Une tribune dans Le Monde sur la recherche en France.

Un collectif de chercheurs déplore dans une tribune au « Monde » les propos tenus début décembre 2023 par le président de la République qui a jugé que la production scientifique française déclinait du fait d’un trop grand morcellement des organismes de recherche. Pour les auteurs, ce diagnostic est faux et les remèdes annoncés seront catastrophiques.

L’intervention du 7 décembre 2023 du président Emmanuel Macron sur la recherche nous laisse un goût amer. Celui de n’être jamais compris. De constater à nouveau que les responsables politiques cèdent à la facilité intellectuelle plutôt qu’à la réflexion. Le discours du président cache au fond la tentation de tous les gouvernements de se débarrasser des organismes de recherche.

Le raisonnement est simple : la place de la France parmi les grandes nations de recherche aurait reculé. Parmi les causes identifiées, le millefeuille administratif, formule mille fois brandie dès lors qu’on veut affaiblir un service public. Et, pour faire bonne mesure, ajoutons le supposé déficit persistant de transfert de la recherche vers l’innovation. Nous obtenons alors le cocktail souhaité : la recherche va mal, il faut la soigner.

Comment ? La solution à nouveau mise en avant par tous les gouvernements depuis quinze ans est simple : autonomie des universités, réorganisation des organismes de recherche. Le diagnostic est faux, les remèdes catastrophiques. Qui n’auront pour conséquence que de renfermer les universités sur elles-mêmes, projet renforcé par la fermeture de nos portes aux collègues et étudiants étrangers annoncée dans la loi « immigration ».

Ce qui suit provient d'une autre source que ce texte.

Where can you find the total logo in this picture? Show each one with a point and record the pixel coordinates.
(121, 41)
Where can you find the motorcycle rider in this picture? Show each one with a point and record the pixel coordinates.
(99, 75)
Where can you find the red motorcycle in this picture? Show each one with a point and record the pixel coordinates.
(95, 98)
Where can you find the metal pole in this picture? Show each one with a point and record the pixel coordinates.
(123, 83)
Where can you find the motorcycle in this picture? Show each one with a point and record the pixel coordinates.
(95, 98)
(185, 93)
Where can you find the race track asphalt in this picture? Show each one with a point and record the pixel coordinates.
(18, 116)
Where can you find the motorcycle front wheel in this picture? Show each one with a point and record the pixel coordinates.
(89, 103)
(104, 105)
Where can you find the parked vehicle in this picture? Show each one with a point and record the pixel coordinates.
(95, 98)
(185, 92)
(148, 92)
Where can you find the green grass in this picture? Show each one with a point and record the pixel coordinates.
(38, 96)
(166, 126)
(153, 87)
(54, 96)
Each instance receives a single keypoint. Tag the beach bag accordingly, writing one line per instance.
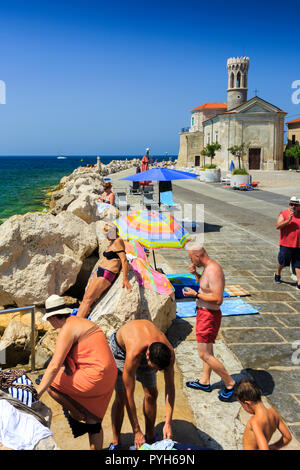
(18, 385)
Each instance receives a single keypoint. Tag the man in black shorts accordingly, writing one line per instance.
(140, 349)
(288, 223)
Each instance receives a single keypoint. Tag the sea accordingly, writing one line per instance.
(25, 180)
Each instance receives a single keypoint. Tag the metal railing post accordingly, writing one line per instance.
(32, 339)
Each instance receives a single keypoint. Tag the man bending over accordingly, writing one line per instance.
(140, 350)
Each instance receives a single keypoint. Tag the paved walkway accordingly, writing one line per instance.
(240, 234)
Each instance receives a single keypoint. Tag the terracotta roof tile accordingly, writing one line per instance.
(210, 106)
(294, 120)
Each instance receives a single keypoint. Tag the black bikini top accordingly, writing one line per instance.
(112, 254)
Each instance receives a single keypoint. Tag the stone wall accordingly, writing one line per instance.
(191, 144)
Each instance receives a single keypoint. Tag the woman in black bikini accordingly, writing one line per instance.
(114, 259)
(108, 196)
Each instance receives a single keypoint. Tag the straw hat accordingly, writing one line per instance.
(295, 200)
(55, 305)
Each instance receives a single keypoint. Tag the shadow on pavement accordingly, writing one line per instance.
(263, 379)
(183, 432)
(178, 331)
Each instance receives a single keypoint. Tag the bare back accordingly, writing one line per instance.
(137, 335)
(211, 281)
(267, 423)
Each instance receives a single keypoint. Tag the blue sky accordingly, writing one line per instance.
(112, 78)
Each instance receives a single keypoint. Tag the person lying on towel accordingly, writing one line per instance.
(114, 260)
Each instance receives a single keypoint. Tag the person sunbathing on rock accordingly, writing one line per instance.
(82, 372)
(108, 197)
(114, 260)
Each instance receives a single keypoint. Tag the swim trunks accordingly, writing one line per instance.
(207, 325)
(144, 374)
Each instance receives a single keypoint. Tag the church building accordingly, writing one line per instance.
(255, 122)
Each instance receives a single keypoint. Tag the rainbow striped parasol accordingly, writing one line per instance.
(152, 229)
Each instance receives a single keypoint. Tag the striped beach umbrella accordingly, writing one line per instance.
(153, 230)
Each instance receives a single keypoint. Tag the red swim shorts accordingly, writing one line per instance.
(207, 325)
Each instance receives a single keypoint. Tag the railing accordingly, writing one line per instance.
(32, 338)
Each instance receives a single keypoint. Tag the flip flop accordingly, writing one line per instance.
(198, 386)
(114, 446)
(226, 395)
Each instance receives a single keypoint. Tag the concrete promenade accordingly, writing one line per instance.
(239, 233)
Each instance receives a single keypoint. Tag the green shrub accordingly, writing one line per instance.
(240, 171)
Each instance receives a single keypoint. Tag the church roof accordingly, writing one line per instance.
(210, 106)
(293, 121)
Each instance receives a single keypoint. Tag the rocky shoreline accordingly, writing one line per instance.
(54, 252)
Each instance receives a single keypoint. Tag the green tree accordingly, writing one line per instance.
(210, 150)
(294, 152)
(238, 151)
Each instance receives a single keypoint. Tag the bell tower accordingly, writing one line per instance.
(237, 81)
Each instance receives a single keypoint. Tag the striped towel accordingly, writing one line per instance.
(23, 395)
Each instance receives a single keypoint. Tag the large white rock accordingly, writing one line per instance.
(118, 306)
(41, 255)
(15, 344)
(85, 207)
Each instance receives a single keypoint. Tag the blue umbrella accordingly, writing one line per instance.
(160, 174)
(231, 166)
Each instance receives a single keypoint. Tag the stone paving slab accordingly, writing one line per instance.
(251, 335)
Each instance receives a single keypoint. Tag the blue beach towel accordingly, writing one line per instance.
(237, 306)
(229, 307)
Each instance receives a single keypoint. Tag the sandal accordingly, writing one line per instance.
(198, 386)
(226, 395)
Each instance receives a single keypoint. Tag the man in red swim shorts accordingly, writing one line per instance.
(209, 299)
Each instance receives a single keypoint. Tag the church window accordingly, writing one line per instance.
(232, 80)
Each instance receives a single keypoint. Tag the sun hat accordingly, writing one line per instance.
(55, 305)
(295, 200)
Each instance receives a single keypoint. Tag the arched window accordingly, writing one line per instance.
(232, 80)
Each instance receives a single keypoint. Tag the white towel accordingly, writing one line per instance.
(18, 430)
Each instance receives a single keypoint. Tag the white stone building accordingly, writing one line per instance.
(254, 122)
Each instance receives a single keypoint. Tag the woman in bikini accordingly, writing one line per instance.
(114, 260)
(82, 372)
(108, 196)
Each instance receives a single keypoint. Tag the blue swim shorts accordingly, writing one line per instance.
(287, 256)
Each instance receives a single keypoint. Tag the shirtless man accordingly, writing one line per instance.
(209, 299)
(140, 349)
(264, 422)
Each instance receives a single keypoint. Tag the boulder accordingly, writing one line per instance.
(61, 204)
(118, 305)
(15, 344)
(45, 348)
(41, 325)
(41, 255)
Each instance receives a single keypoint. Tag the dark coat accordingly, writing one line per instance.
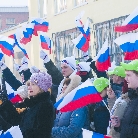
(129, 123)
(57, 77)
(37, 120)
(9, 114)
(70, 124)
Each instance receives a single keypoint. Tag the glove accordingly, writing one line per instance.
(34, 69)
(17, 67)
(23, 91)
(44, 56)
(85, 55)
(2, 65)
(24, 63)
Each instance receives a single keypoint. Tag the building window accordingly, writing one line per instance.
(79, 2)
(10, 21)
(60, 5)
(0, 24)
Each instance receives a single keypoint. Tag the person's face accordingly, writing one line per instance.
(33, 89)
(132, 79)
(104, 92)
(64, 88)
(115, 78)
(66, 70)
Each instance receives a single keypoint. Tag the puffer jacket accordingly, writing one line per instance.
(118, 110)
(38, 118)
(100, 116)
(70, 124)
(129, 122)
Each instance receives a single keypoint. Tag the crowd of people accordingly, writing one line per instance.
(33, 109)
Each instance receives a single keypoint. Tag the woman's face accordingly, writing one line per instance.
(66, 70)
(33, 89)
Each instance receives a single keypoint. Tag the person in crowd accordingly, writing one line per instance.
(68, 68)
(117, 84)
(37, 120)
(128, 125)
(99, 112)
(70, 124)
(83, 70)
(119, 106)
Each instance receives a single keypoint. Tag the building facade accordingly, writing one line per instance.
(11, 16)
(103, 16)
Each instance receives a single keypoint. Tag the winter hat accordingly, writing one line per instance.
(26, 75)
(133, 65)
(23, 91)
(42, 79)
(34, 69)
(100, 84)
(119, 71)
(84, 66)
(70, 61)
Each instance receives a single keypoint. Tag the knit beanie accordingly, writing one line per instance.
(42, 79)
(70, 61)
(23, 91)
(84, 66)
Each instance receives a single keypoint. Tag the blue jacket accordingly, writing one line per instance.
(70, 124)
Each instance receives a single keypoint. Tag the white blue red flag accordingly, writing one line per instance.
(129, 44)
(81, 96)
(130, 23)
(6, 45)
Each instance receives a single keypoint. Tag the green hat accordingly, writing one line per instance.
(100, 84)
(118, 71)
(133, 65)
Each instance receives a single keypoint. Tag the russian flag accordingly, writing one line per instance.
(12, 95)
(87, 30)
(130, 23)
(28, 30)
(6, 45)
(1, 55)
(81, 96)
(46, 43)
(129, 44)
(91, 134)
(79, 22)
(103, 59)
(13, 132)
(40, 25)
(18, 43)
(81, 43)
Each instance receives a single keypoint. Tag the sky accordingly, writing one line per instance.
(13, 3)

La question de l’autonomie est le slogan de ceux qui veulent faire l’économie d’une réflexion tout en refusant de faire le bilan des multiples réformes subies ces dernières années. Cette autonomie qui s’est doublée d’un vaste mouvement de fusion des universités, la plupart du temps sans autre ambition que de gagner quelques places au classement de Shangaï.

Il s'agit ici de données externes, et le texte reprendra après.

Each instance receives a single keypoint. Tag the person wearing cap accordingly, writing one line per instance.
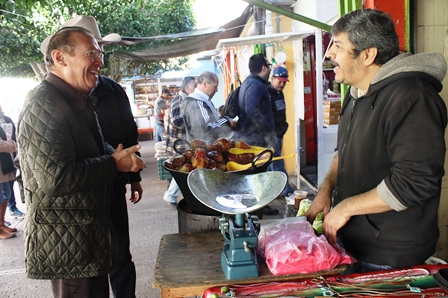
(159, 112)
(256, 117)
(275, 88)
(176, 131)
(118, 127)
(200, 116)
(68, 170)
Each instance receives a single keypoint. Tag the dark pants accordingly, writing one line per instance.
(92, 287)
(122, 275)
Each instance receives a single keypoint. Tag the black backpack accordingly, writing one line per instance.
(231, 107)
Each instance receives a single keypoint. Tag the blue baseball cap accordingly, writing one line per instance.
(281, 74)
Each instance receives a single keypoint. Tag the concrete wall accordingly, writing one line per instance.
(432, 36)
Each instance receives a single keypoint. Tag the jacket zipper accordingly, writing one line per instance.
(349, 131)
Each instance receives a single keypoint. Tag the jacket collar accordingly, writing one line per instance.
(80, 100)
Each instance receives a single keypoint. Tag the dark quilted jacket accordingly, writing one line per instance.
(67, 178)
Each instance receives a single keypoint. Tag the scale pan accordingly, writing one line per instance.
(215, 188)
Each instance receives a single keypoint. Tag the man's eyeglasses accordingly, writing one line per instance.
(93, 54)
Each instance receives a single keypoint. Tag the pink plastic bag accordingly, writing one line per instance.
(289, 246)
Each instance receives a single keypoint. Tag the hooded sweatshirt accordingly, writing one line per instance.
(392, 139)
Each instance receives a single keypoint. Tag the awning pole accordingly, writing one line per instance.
(290, 14)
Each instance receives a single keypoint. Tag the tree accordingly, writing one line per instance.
(25, 23)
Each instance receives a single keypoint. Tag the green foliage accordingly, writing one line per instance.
(25, 23)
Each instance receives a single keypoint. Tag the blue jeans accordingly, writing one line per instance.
(12, 199)
(279, 165)
(5, 192)
(159, 131)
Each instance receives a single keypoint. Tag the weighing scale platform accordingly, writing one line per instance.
(189, 264)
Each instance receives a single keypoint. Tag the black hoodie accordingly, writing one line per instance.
(392, 139)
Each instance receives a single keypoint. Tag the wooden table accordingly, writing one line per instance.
(189, 264)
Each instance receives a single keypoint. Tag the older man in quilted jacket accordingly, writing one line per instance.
(68, 170)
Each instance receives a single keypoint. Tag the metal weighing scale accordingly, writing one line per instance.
(235, 196)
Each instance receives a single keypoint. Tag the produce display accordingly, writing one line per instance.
(211, 155)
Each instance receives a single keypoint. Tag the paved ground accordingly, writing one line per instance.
(150, 219)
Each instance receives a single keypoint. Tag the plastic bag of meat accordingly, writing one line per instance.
(290, 246)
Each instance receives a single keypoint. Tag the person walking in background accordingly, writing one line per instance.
(159, 113)
(386, 175)
(176, 131)
(200, 116)
(275, 88)
(68, 170)
(9, 128)
(118, 127)
(7, 171)
(256, 117)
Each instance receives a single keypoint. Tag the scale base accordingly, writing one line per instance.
(242, 270)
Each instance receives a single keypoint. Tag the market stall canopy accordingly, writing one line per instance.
(186, 43)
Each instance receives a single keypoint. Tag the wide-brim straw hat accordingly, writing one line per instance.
(86, 22)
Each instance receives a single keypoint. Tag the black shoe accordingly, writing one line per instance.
(172, 205)
(268, 210)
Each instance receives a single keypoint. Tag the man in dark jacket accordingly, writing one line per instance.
(256, 119)
(275, 88)
(68, 170)
(388, 168)
(200, 116)
(118, 127)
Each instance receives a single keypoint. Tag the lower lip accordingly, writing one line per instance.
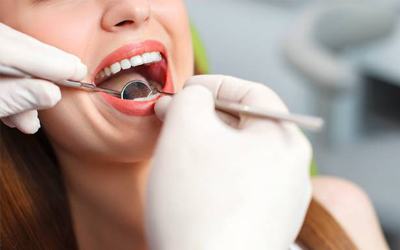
(138, 108)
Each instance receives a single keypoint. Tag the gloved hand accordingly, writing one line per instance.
(216, 186)
(21, 98)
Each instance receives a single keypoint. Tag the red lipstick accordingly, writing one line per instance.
(131, 107)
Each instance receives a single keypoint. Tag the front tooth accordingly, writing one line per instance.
(107, 71)
(136, 61)
(156, 56)
(147, 58)
(115, 68)
(125, 64)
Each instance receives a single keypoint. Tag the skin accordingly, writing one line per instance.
(106, 157)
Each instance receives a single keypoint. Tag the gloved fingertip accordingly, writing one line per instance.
(27, 122)
(161, 107)
(30, 127)
(8, 122)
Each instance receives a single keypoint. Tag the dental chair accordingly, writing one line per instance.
(315, 47)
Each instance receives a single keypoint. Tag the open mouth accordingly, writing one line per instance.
(149, 66)
(140, 61)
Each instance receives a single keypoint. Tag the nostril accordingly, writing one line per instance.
(124, 23)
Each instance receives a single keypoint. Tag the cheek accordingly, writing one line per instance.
(173, 16)
(80, 127)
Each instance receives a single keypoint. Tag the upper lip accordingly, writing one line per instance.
(128, 51)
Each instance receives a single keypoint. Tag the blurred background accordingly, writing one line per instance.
(339, 59)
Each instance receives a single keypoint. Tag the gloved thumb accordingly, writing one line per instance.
(193, 105)
(161, 107)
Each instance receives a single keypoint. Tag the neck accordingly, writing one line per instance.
(106, 201)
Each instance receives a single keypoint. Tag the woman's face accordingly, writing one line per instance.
(101, 33)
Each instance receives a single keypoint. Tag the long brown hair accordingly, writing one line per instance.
(34, 209)
(35, 212)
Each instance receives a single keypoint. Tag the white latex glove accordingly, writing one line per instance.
(214, 186)
(21, 98)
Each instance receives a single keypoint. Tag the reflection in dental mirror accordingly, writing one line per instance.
(136, 89)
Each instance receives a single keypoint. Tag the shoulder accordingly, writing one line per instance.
(352, 209)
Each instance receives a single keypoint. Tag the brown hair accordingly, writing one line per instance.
(35, 211)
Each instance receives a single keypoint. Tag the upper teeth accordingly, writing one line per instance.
(138, 60)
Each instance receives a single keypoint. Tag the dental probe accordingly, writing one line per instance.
(139, 88)
(307, 122)
(14, 72)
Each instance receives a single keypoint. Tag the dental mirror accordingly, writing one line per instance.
(136, 89)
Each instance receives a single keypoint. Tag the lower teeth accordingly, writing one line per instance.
(148, 98)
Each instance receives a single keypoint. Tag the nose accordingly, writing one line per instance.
(122, 14)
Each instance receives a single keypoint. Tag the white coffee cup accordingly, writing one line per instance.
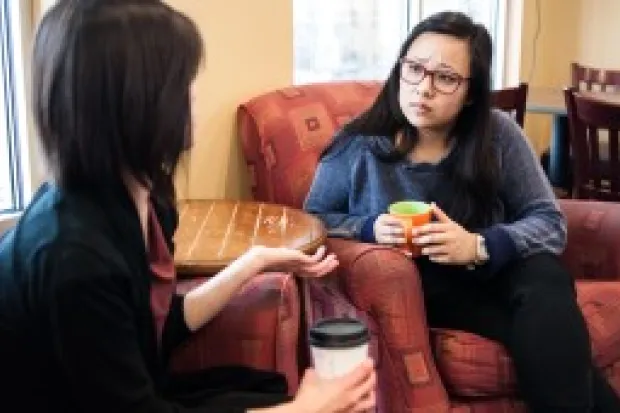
(338, 346)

… Alors, contre tout ce qui se dit en ce moment, nous, chercheuses, chercheurs, sommes de plus en plus nombreux à dire que le principal problème de la recherche en France n’est pas celui d’un pilotage qui serait rendu nécessaire par des questions sur la connaissance du monde auxquelles les chercheurs n’auraient pas pensé.

Il est beaucoup plus simple. De grâce, vous les responsables politiques, cessez de vouloir nous dire ce que nous avons à faire alors qu’au fond vous n’y comprenez pas grand-chose. De grâce, faites-nous confiance, laissez-nous travailler.

Les signataires de cette tribune sont : Anne Abeillé, professeure à l’université Paris Cité ; Sophie Achard, directrice de recherche au CNRS ; Luc Arnal, chargé de recherche à l’Inserm ; Guillaume Becq, ingénieur de recherche au CNRS ; Philippe Blache, directeur de recherche au CNRS ; Thierry Chanelière, directeur de recherche au CNRS ; Jonathan Ginzburg, professeur à l’université Paris Cité ; Georges Lutfalla, directeur de recherche au CNRS ; Benjamin Morillon, directeur de recherche à l’Inserm ; Catherine Pelachaud, directrice de recherche au CNRS ; Christian Retoré, professeur à l’université de Montpellier ; Daniele Schön, directeur de recherche au CNRS.